A toner was prepared in the same manner as in Example 5 except that S (manufactured by Shin-Etsu Chemical Co., Ltd., viscosity: 100 centistokes) was used to obtain "non-magnetic one-component developing toner L".

(Example 13) The dimethyl silicone oil in Example 8 was replaced by methylphenyl silicone oil KF-50-100C instead of KF-96-100CS.
A toner was prepared in the same manner as in Example 8 except that S (manufactured by Shin-Etsu Chemical Co., Ltd., viscosity: 100 centistokes) was used to obtain "non-magnetic one-component developing toner M".
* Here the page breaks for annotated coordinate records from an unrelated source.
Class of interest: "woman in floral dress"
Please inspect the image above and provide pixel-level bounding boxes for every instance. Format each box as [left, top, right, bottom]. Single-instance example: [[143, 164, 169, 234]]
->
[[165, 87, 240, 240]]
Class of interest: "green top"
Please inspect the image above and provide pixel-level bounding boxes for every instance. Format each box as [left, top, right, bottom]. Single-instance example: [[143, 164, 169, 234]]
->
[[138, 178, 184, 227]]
(Example 14) The dimethyl silicone oil used in Example 9 was replaced by methylphenyl silicone oil KF-50-100C instead of KF-96-100CS.
A toner was prepared in the same manner as in Example 9 except that S (manufactured by Shin-Etsu Chemical Co., Ltd., viscosity: 100 centistokes) was used to obtain "non-magnetic one-component developing toner N".

A printing test was conducted on Examples 12 to 14 as in Examples 5 to 9 and Comparative Examples 3 to 5. The results are shown in Table 4.

[0142]

[Table 4]

[0143]

According to the toner of the present invention, it is possible to provide a non-magnetic one-component developing toner which exhibits stable charging behavior even during continuous printing and has a long printing life. Further, it is possible to provide a non-magnetic one-component developing toner which has a small density fluctuation during continuous printing and can obtain good color reproducibility even in overlapping printing with color toners.
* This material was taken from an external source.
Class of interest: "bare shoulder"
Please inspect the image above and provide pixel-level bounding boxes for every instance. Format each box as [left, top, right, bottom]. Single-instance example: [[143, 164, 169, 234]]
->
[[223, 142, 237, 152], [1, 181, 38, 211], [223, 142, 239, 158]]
[Brief description of drawings]

FIG. 1 is a schematic view showing a structure of a cylinder portion of a constant load extrusion type thin tube rheometer.
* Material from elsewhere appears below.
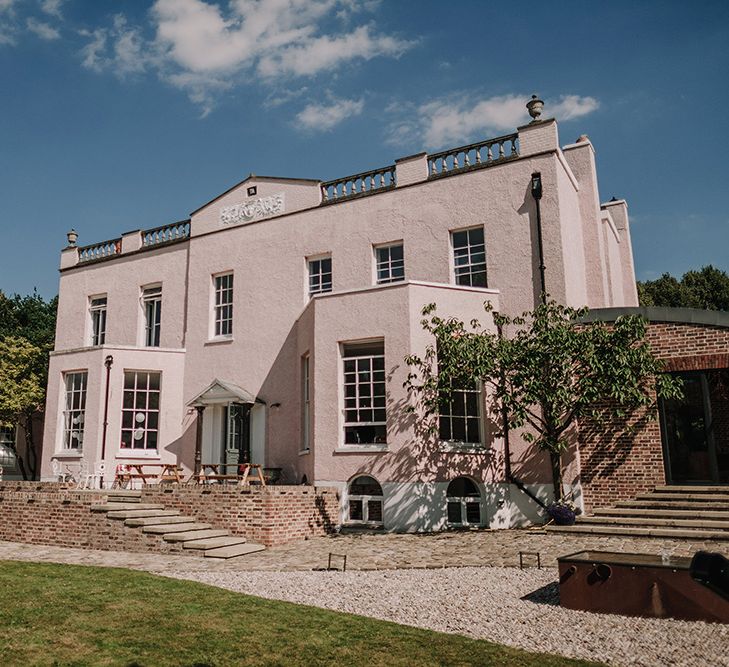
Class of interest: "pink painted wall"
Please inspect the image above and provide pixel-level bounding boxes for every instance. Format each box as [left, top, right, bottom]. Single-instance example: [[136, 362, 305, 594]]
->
[[44, 121, 632, 490]]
FIG. 2 is an example of a flow curve obtained by a heating method.

[Explanation of symbols]

1 piston 2 cylinders 3 heater 4 die 5 die presser 6 samples

   ─────────────────────────────────────────────────── ─── Continued front page    (72) Inventor Shinji Amaya             1-4-1-604 Minami Urawa, Saitama City, Saitama Prefecture F-term (reference) 2H005 AA01 AA08 AB09 CA08 CA12                       CA17 CB13 EA03 EA05 EA10                       FA07

Claims (8)

[Claims] 1. A non-magnetic one-component developing toner comprising toner particles containing at least a binder resin and a colorant, wherein the toner particles are surface-treated with silicone oil. Toner for component development. 2. The non-magnetic one-component developing toner according to claim 1, wherein the binder resin contains a polyester resin. 3. The binder resin contains a crosslinked polyester resin, and the softening point of the non-magnetic one-component developing toner containing the crosslinked polyester resin is 90 ° C. to 180 ° C.
The non-magnetic one-component developing toner according to claim 1, 4. The non-magnetic one-component developing toner containing the polyester resin, wherein the binder resin is composed of two kinds of polyester resins having different softening points, the difference in softening point is 2 to 20 ° C. The non-magnetic one-component developing toner according to claim 1, which has a softening point of 90 to 130 ° C. 5. The two types of polyester resins are:
(1) one or more compounds selected from the group consisting of a divalent carboxylic acid, an acid anhydride thereof and a lower alkyl ester thereof, and (2) a divalent alcohol or a derivative thereof,
The non-magnetic one-component developing toner according to claim 4, which is a linear polyester resin obtained by reacting with. 6. The non-magnetic one-component developing toner according to claim 1, wherein two or more kinds of fine powders having different average primary particle diameters are attached to the surface of the toner particles. 7. The viscosity of the silicone oil is 25 ° C.
The toner for non-magnetic one-component development according to claim 1, which has a viscosity of 1 to 10000 centistokes. 8. The non-magnetic one-component developing toner according to claim 1, wherein the silicone oil is dimethyl silicone oil and / or methylphenyl silicone oil.